Overall Ive been getin
I am open to Mercola's suggestion of what the "ideal" ferratin level is (30-60) or the "sweet spot" (40-60), but I couldn't find any papers that back these ranges up. It's also a bit odd that there are 2 different ranges on the 2 Mercola web site pages.

I know that for ALT, the "normal" range provided with lab results is based on the general poulation, which includes a lot of people with diabetes/insulin resistance. I found a paper that looked at ALT levels only in people with no diabetes/IR and their ALT levels were a lot lower than the lab's upper normal limit.

Also, optimal ferratin levels don't seem to be cut and dried. From the first Mercola page "since the ferritin and GGT are interactive, low GGT tends to be protective against higher ferritin. So, if your GGT is low, you're largely protected even if your ferritin is a bit higher than ideal."

Overall Ive been getting the impression that GGT is probably a more important market for more things. Having said that if one does have higher than ideal ferritin levels and you can " give it away" somewhere it would do some good that seems like a no brainer ! if I come across any better support for th actual numbers I will post it. Because the normal data is an average of everyone most of it will be wider range/ higher / lower than optimal depending on circumstance.
 
Never checked my ferritin level. GGT is a liver enzyme and doesn't mean much just by itself. Diabetics can't donate blood. What the OP is talking about is therapeutic phlebotomy. They chuck the blood in the trash. Not sure what good that does unless one has polycythemia which is not common and not always treated with phlebotomy either.
 
What the OP is talking about is therapeutic phlebotomy. They chuck the blood in the trash. Not sure what good that does unless one has polycythemia which is not common and not always treated with phlebotomy either.

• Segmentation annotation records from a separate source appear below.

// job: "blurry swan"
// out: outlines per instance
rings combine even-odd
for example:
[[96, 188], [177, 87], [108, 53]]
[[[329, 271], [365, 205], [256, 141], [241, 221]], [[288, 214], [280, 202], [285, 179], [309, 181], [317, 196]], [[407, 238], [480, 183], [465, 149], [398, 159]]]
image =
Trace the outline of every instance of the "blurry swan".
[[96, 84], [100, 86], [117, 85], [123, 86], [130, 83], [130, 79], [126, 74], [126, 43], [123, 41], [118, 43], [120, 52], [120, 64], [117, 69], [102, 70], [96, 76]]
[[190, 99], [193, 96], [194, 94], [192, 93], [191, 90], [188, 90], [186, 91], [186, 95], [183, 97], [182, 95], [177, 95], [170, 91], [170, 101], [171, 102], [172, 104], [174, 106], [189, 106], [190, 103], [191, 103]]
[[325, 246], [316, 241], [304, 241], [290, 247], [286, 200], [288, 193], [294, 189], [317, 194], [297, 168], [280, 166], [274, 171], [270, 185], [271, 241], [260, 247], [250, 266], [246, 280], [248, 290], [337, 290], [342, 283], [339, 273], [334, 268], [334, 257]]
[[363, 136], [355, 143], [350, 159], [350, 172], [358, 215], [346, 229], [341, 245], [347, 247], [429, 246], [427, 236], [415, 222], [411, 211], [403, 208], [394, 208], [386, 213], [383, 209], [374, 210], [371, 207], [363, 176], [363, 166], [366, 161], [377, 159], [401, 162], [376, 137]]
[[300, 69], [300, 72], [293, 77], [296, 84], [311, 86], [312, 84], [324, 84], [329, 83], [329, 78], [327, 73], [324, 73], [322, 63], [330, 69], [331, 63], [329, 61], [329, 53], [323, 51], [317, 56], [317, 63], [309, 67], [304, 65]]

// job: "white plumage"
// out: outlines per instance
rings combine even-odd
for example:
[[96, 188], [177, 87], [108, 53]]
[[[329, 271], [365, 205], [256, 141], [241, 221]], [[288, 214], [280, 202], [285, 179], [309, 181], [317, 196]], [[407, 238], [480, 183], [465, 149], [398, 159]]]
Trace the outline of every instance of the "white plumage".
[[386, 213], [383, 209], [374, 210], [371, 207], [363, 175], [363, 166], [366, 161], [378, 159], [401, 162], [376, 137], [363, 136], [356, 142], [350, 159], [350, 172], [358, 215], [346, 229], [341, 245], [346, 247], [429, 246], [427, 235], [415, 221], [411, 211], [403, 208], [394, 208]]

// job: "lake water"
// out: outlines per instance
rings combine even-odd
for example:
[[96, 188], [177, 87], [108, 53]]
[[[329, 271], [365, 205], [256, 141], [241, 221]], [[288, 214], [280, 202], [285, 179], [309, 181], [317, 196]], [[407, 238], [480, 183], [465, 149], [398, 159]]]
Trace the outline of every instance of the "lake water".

I have seen body builders using blood letting for reducing haemacritic levels, including plasma, something to do with taking testosterone supplements - all on American websites. I find this unbelievable.

Can anyone tell me if the measurement units U/L and i.u/L are the same things?

My GGT is 14 i.u/L but my ferritin is way above what Mercola is saying. It is 133ug/L
 
They are not to keen on my blood either, Myasthenia Gravis though you can't pass it on via blood donation I have been told.
That puts me out too! (I never knew that!) - I wonder if it affects organ donation as well? MMMMMM?
 
Never checked my ferritin level. GGT is a liver enzyme and doesn't mean much just by itself. Diabetics can't donate blood. What the OP is talking about is therapeutic phlebotomy. They chuck the blood in the trash. Not sure what good that does unless one has polycythemia which is not common and not always treated with phlebotomy either.
Type 2 diabetics can donate blood. What good therapeutic phlebotomy would do is get rid of excess iron, according to the the link the OP provided.

GGT results may not mean much, but elevated levels indicate a problem with your liver. That's rather important.